Motion to Intervene Filed in Remington Rifle Court Secrecy Case in Mont

Motion to Intervene Filed in Remington Rifle Court Secrecy Case in Mont

In 1995, a lawsuit against the gun manufacturer Remington was settled quietly in Montana. The case involved a dangerous defect in Remington’s 700-series rifles: it caused the guns to fire without anyone pulling the trigger. But few consumers have ever known about Aleksich because there is almost no record of the case having existed.

After the 1995 settlement, Remington made sure that the entire court file was sealed from public view.
Prior to settling, however, Remington reportedly produced boxes of materials showing that the company had known of the defect since the 1940s, yet failed to notify the public of the foreseeable harm caused by its rifles.
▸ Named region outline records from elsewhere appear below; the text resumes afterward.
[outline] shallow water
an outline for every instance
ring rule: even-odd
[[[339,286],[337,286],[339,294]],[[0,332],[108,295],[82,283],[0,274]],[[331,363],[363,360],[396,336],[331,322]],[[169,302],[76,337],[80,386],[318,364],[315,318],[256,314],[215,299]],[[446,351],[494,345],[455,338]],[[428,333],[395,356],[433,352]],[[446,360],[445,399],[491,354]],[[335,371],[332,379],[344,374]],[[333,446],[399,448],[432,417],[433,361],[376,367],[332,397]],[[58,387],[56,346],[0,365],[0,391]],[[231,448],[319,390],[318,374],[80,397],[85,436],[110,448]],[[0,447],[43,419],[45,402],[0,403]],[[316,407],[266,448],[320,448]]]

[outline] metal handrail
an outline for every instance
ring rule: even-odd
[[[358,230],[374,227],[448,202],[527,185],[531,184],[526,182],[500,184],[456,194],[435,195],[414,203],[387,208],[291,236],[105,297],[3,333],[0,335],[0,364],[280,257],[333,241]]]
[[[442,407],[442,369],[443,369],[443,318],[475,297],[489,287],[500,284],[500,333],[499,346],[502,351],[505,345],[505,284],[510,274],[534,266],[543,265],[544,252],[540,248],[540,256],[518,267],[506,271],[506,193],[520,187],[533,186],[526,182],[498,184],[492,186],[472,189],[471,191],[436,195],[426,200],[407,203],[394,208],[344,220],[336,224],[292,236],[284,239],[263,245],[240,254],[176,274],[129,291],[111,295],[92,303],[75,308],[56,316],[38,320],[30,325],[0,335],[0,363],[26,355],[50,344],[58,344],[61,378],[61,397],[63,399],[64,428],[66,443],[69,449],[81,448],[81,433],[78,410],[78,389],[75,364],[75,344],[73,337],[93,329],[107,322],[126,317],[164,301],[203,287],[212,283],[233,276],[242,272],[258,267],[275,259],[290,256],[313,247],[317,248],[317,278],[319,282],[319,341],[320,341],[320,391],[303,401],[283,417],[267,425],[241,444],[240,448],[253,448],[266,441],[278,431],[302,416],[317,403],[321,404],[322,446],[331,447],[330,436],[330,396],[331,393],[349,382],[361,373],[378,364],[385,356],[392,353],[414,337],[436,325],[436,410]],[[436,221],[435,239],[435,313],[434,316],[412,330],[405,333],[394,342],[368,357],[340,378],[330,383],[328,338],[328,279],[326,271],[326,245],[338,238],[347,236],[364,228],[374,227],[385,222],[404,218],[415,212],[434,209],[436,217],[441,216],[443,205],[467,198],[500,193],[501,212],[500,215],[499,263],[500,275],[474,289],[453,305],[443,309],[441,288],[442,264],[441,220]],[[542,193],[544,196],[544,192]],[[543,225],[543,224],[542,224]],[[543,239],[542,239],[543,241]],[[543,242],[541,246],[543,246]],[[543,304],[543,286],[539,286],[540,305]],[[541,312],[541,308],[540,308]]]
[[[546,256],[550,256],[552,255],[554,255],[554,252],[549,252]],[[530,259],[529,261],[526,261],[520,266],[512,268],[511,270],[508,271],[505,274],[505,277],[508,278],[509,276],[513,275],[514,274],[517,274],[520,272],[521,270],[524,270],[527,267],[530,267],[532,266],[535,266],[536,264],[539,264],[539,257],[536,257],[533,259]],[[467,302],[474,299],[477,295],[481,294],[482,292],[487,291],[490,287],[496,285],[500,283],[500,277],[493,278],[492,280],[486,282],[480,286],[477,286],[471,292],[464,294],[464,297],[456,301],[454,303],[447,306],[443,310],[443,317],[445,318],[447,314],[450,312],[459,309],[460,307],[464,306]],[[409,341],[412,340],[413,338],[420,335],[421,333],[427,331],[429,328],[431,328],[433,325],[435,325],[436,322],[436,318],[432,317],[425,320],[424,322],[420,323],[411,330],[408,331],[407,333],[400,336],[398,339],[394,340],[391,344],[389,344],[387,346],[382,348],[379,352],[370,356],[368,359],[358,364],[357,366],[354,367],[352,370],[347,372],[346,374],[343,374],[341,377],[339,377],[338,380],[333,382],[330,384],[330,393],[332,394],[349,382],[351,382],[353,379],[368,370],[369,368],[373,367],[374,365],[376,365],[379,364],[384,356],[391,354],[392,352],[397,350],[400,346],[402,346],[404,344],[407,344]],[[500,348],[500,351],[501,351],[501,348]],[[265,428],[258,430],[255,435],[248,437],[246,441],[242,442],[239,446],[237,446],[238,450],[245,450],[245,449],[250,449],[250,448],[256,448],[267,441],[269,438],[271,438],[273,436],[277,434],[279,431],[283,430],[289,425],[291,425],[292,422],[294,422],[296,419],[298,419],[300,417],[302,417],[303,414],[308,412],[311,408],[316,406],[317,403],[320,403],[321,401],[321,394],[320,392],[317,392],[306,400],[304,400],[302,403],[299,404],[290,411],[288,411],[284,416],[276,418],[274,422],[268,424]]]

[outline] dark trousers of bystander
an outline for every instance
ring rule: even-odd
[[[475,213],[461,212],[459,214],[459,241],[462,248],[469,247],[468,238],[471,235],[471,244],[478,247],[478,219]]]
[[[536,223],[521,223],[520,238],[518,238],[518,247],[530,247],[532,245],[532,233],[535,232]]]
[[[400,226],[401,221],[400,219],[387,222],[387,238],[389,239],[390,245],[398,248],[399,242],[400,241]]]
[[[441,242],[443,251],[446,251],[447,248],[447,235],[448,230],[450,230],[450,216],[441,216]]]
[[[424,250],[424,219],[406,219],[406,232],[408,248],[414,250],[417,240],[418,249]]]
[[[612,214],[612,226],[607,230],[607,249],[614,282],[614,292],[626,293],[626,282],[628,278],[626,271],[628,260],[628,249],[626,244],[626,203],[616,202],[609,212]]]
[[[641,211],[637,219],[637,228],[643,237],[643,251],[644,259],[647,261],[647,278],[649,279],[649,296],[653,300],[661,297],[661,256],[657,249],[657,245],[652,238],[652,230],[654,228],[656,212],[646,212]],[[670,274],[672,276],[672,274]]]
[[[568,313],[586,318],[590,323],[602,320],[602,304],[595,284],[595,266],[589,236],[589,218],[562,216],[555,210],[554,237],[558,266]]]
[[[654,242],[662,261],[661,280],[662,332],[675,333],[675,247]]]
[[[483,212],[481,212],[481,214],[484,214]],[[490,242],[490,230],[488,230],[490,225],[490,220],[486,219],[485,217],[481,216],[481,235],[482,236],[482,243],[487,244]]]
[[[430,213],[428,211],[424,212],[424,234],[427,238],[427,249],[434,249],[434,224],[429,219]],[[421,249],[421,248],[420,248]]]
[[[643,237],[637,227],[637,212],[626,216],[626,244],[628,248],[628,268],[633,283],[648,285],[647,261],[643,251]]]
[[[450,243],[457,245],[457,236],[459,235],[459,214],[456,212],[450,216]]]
Public Justice has just filed a motion to intervene and a brief in support of that motion in Aleksich v. Remington — the first procedural steps toward Public Justice’s ultimate goal of unsealing the court file, which will not only allow the public to finally learn the truth about the defective rifles, but may also serve as the impetus Remington needs to finally recall these rifles and make them safe.
Public Justice’s client is Rich Barber, a resident of Montana. In 2000, Mr. Barber’s nine-year-old son Gus was tragically killed when the family’s 700-series Remington rifle inadvertently discharged after a hunting trip. Gus’s mother was holding the gun, but her finger was nowhere near the trigger; she had simply pushed the safety to the “off” safe position to unload the rifle. But it fired nonetheless.

In the years since his son’s death, Mr. Barber has been working to raise public awareness about the dangerous defect. Last fall, after a ten-month investigation, CNBC aired “Remington Under Fire,” reporting that Remington continues to manufacture the defective rifles and contends that they are safe.
Staff Attorney Leslie Bailey, Goldberg Attorney Amy Radon, Public Justice Foundation Board Member and Montana State Coordinator Bill Rossbach of Missoula, Mont., and Richard Ramler of Belgrade, Mont., are all representing Barber.

ADDITION: This story was covered in the Missoulian on Friday, October 28, 2011.